There are some that long for a limpid lake by a blue Italian shore,
Or a palm-grove out where the rollers break and the coral beaches roar;
There are some for the land of the Japanee, and the tea-girls' twinkling feet;
And some for the isles of the summer sea, afloat in the dancing heat;
And others are exiles all their days, midst black or white or brown,
Who yearn for the clashing of crowded ways, and the lights of London town.

But always I would wish to be where the seasons gently fall
On the Further Isle of the Outer Sea, the last little isle of all,
A fair green land of hill and plain, of rivers and water-springs,
Where the sun still follows after the rain, and ever the hours have wings,
With its bosomed valleys where men may find retreat from
   the rough world's way . . .
Where the sea-wind kisses the mountain-wind between the dark and the day.

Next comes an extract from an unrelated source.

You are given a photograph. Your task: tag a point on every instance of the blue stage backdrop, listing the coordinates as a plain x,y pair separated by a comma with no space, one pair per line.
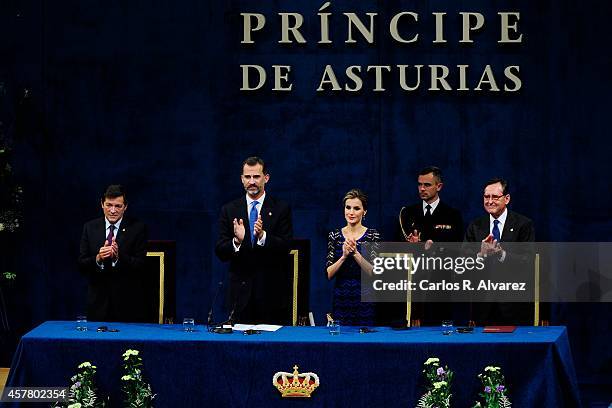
148,94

The combers swing from the China Sea to the California Coast,
The North Atlantic takes toll and fee of the best of the Old World's boast,
And the waves run high with the tearing crash that the Cape-bound
   steamers fear --
But they're not so free as the waves that lash the rocks by Sumner pier,
And wheresoever my body be, my heart remembers still
The purple shadows upon the sea, low down from Sumner hill.

The warm winds blow through Kuringai; the cool winds from the South
Drive little clouds across the sky by Sydney harbour-mouth;
But Sydney Heads feel no such breeze as comes from nor'-west rain
And takes the pines and the blue-gum trees by hill and gorge and plain,
And whistles down from Porter's Pass, over the fields of wheat,
And brings a breath of tussock grass into a Christchurch street.

Or the East wind dropping its sea-born rain, or the South wind wild and loud
Comes up and over the waiting plain, with a banner of driving cloud;
And if dark clouds bend to the teeming earth, and the hills are dimmed
   with rain,
There is only to wait for a new day's birth and the hills stand out again.
For no less sure than the rising sun, and no less glad to see
Is the lifting sky when the rain is done and the wet grass rustles free.

Some day we may drop the Farewell Light, and lose the winds of home --
But where shall we win to a land so bright, however far we roam?
We shall long for the fields of Maoriland, to pass as we used to pass
Knee-deep in the seeding tussock, and the long lush English-grass.
And we may travel a weary way ere we come to a sight as grand
As the lingering flush of the sun's last ray on the peaks of Maoriland.